Shakespeare Electronic Conference, Vol. 4, No. 392.  Friday, 25 June 1993.
 
(1)     From:   Kenneth S. Rothwell <This email address is being protected from spambots. You need JavaScript enabled to view it.>
        Date:   Thursday, 24 Jun 1993 10:51:08 -500 (EDT)
        Subj:   Re: SHK 4.0385 Collier Query
 
(2)     From:   Nick Clary <This email address is being protected from spambots. You need JavaScript enabled to view it.>
        Date:   Thursday, 24 Jun 1993 12:37:28 -0500 (EST)
        Subj:   John Payne Collier, 1789-1883, ed.
 
 
(1)----------------------------------------------------------------------------
From:           Kenneth S. Rothwell <This email address is being protected from spambots. You need JavaScript enabled to view it.>
Date:           Thursday, 24 Jun 1993 10:51:08 -500 (EDT)

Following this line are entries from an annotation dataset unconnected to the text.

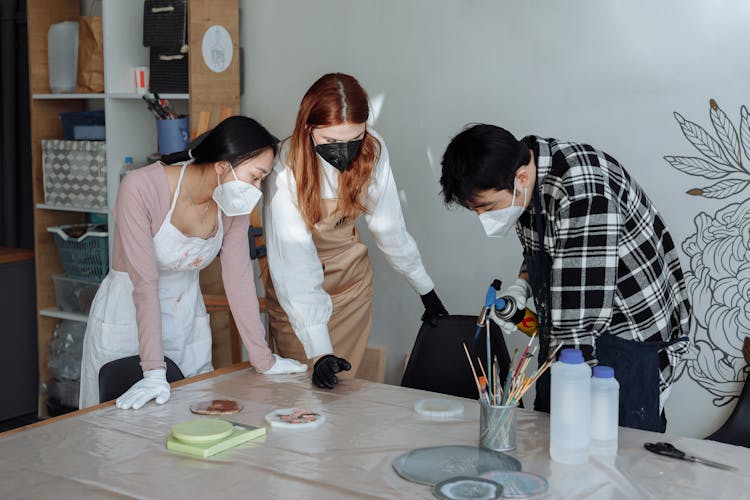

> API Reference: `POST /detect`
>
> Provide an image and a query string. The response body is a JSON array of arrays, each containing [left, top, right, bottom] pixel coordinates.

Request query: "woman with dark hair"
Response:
[[79, 116, 307, 409], [264, 73, 448, 388]]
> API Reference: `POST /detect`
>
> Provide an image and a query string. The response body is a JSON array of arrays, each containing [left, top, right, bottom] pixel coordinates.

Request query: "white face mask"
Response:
[[213, 163, 263, 217], [479, 181, 528, 238]]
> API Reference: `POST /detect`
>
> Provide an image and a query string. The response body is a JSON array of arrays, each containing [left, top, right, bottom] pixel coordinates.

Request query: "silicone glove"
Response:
[[263, 354, 307, 375], [312, 354, 352, 389], [115, 368, 171, 410], [420, 289, 448, 326]]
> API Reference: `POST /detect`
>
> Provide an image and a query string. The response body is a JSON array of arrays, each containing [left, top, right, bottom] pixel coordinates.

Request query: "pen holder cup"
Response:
[[156, 116, 190, 155], [479, 401, 518, 451]]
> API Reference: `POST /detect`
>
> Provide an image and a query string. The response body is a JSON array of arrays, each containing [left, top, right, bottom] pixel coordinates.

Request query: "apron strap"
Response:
[[167, 163, 188, 213]]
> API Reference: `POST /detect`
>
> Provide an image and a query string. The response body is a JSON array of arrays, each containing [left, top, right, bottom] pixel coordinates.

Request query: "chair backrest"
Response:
[[401, 315, 510, 399], [99, 356, 185, 403], [706, 348, 750, 448]]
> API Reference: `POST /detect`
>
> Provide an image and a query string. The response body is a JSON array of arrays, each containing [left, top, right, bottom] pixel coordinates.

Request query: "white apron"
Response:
[[79, 165, 224, 408]]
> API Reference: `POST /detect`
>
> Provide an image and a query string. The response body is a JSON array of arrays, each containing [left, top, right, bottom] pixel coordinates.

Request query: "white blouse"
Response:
[[263, 129, 434, 358]]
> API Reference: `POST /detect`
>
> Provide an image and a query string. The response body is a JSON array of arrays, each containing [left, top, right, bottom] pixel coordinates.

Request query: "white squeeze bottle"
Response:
[[549, 349, 591, 464], [591, 366, 620, 455]]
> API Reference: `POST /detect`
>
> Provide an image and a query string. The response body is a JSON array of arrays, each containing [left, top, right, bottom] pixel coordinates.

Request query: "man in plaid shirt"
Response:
[[440, 125, 690, 432]]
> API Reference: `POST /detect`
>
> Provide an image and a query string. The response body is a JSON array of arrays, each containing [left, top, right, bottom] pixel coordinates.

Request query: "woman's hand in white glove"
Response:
[[263, 354, 307, 375], [115, 368, 171, 410]]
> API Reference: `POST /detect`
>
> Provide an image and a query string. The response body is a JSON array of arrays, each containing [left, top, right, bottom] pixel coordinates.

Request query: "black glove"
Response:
[[312, 354, 352, 389], [420, 289, 448, 326]]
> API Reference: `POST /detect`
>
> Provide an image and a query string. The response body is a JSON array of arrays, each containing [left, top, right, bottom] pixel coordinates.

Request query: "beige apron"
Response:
[[263, 200, 374, 378]]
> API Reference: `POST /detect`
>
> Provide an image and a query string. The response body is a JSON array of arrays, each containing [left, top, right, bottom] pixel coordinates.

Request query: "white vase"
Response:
[[47, 21, 78, 93]]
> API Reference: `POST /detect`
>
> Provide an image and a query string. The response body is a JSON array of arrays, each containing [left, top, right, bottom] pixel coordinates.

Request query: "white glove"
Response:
[[115, 368, 171, 410], [488, 278, 531, 335], [263, 354, 307, 375]]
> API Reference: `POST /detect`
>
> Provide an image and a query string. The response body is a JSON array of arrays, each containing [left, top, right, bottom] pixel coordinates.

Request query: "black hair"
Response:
[[440, 124, 531, 206], [162, 116, 279, 165]]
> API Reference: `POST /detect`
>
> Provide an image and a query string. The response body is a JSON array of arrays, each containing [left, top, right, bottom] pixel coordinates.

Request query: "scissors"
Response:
[[643, 442, 737, 470]]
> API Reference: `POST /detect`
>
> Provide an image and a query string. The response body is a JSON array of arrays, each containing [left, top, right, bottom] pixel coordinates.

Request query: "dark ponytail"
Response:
[[161, 116, 279, 165]]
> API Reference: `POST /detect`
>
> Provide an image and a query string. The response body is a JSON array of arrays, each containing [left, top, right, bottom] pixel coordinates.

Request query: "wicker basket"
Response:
[[47, 224, 109, 281]]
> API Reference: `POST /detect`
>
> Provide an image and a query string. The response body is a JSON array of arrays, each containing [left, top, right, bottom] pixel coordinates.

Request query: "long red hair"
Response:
[[287, 73, 380, 228]]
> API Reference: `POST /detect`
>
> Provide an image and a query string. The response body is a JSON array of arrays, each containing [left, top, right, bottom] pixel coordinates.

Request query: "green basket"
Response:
[[47, 224, 109, 281]]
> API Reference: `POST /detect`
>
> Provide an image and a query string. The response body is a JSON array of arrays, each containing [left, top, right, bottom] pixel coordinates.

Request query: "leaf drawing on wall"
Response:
[[664, 99, 750, 199], [740, 106, 750, 165], [664, 156, 727, 179], [687, 179, 750, 198], [664, 99, 750, 407], [709, 99, 742, 169], [674, 112, 729, 166]]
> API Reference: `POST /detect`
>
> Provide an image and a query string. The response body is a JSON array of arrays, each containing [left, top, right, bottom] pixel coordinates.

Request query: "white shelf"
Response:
[[36, 203, 109, 214], [39, 307, 89, 323], [31, 92, 104, 100], [107, 92, 190, 100]]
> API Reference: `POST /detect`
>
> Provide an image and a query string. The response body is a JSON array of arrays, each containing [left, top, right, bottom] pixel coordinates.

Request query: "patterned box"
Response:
[[42, 139, 107, 209]]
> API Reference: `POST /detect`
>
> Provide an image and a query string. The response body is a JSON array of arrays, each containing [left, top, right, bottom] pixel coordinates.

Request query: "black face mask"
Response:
[[315, 139, 363, 174]]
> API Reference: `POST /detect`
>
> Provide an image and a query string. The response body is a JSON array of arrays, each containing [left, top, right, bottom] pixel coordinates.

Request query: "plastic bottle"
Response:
[[47, 21, 78, 93], [591, 366, 620, 455], [549, 349, 591, 464]]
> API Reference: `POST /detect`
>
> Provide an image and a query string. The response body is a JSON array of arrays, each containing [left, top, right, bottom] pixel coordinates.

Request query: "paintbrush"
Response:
[[462, 342, 482, 398]]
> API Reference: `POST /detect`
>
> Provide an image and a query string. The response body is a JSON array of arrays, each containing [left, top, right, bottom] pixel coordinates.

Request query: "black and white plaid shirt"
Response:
[[516, 137, 690, 392]]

Subject: 4.0385 Collier Query
Comment:        Re: SHK 4.0385 Collier Query
 
Dear Kathryn Anderson,
 
Just for starters, you could look at S. Schoenbaum's >Shakespeare's Lives<
(Oxford: Clarendon, 1970), 348-61, where with his usual wit and irony,
Schoenbaum recounts the melancholy and dismal tale.  Ken Rothwell
 
(2)----------------------------------------------------------------------------
From:           Nick Clary <This email address is being protected from spambots. You need JavaScript enabled to view it.>
Date:           Thursday, 24 Jun 1993 12:37:28 -0500 (EST)

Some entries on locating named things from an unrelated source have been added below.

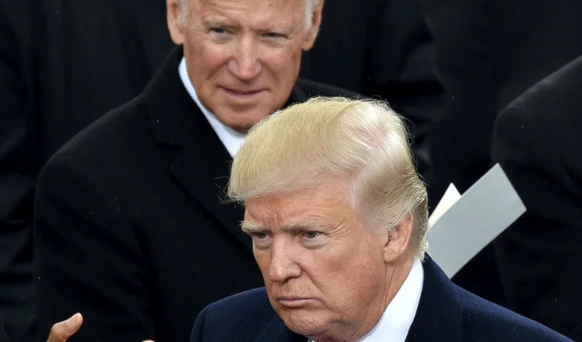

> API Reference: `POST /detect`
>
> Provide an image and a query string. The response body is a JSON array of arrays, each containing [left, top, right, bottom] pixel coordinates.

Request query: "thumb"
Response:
[[47, 313, 83, 342]]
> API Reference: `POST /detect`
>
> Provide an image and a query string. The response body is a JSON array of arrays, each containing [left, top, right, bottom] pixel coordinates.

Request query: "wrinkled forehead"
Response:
[[189, 0, 307, 22], [245, 179, 352, 226]]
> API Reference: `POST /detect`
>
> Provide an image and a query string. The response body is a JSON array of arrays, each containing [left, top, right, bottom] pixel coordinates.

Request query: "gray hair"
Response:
[[179, 0, 319, 28], [228, 98, 428, 258]]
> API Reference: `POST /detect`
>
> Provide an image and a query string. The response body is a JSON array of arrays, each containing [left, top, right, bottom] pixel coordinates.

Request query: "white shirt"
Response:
[[178, 57, 246, 157], [308, 259, 424, 342]]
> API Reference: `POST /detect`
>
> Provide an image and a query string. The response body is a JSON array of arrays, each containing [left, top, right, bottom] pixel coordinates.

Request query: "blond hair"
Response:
[[228, 97, 428, 258]]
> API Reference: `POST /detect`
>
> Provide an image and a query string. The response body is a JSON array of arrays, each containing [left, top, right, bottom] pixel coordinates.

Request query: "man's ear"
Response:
[[166, 0, 189, 45], [384, 214, 414, 263], [302, 0, 325, 51]]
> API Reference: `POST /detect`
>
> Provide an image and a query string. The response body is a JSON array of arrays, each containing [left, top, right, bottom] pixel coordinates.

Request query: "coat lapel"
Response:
[[406, 256, 463, 342]]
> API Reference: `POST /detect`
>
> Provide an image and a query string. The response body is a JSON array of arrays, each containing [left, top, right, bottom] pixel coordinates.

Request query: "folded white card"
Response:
[[428, 183, 461, 229], [428, 164, 525, 278]]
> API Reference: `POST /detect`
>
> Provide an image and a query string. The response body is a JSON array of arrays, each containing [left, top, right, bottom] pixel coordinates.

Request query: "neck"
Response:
[[309, 255, 414, 342]]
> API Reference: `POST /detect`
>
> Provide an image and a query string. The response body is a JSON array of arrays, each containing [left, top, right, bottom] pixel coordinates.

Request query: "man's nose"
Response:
[[228, 38, 261, 81], [269, 241, 301, 283]]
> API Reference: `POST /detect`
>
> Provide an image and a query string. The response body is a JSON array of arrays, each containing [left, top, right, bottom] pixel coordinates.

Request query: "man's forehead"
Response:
[[195, 0, 306, 14]]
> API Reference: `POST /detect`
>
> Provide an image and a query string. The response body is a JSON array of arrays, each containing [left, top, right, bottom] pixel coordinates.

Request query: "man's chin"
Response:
[[216, 108, 270, 133], [283, 313, 331, 340]]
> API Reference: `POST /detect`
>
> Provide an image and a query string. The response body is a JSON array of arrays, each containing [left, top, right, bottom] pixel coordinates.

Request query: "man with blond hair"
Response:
[[191, 98, 569, 342], [34, 0, 360, 342]]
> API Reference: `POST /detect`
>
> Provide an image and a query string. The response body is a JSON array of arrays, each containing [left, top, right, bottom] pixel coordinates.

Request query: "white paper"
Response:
[[428, 164, 525, 278], [428, 183, 461, 229]]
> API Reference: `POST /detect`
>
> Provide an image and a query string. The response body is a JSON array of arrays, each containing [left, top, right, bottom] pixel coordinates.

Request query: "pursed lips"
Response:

Subject:        John Payne Collier, 1789-1883, ed.
 
If your library has a sufficiently powerful microfiche reader and a copy of
THE MICROBOOK LIBRARY OF ENGLISH LITERATURE (PART I: BEGINNINGS TO 1660), which
is a valuable resource for those whose institutional collections are limited,
you may be happy to discover 37 separate titles edited by John Payne Collier,
including reprints of many rare early texts gathered under a single cover for
the first time.  Others have already provided additional suggestions, but you
will surely be delighted by what you find in Collier's many introductions,
notes, comparisons, and interpretive accounts.  In the 1840's, particularly,
the number of publications under his editorship is staggering.  Collier, as
you must know already, was not his own worst or his only critic.
 
 
Nick Clary
This email address is being protected from spambots. You need JavaScript enabled to view it.